Once, if you wanted to get into TV, it helped to have good connections or an Oxbridge degree. Or preferably both. But not anymore insists Theresa Wise, Chief Executive of the Royal Television Society, the educational charity that promotes the art and science of television.

Behind the scenes there's big demand for all kinds of talent.

“There's now an understanding among broadcasters and production companies that it's critical to get fresh talent and relevant ideas from everywhere in order to represent Britain as it is,” she says.

Not surprisingly, high profile TV jobs — presenters, directors, producers — are the ones that are hardest to break into. But behind the scenes there's big demand for all kinds of talent, from production managers to set builders, from marketing executives to hair and make-up artists.
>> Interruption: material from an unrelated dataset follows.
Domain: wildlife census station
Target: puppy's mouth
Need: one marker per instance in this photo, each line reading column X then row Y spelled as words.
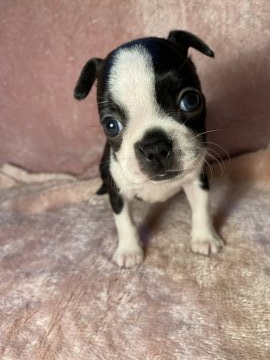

Digital skills are highly sought after, too.


Getting some practical experience


A degree may help, but it's not the only way in. In fact, the best route will depend on the type of role you want. “The idea that you have to come from a degree background isn't true anymore,” says Wise. “Actually, it's incredibly important to have practical experience, because this is an industry where qualifications are great, but a lot of training is done on the job.”

It's therefore a good idea to approach companies to find out which ones are open to offering work experience. Internships are available via broadcasters and production companies, and many are aimed at diverse or low-income candidates. Some organisations also run — or are planning — apprenticeships.

“These are tough to get into in some respects,” agrees Wise. “But they're aimed especially at people who have no access to the industry via family, income or some other connection. With TV you have to prove yourself, so get involved and be enthusiastic and willing to work hard.”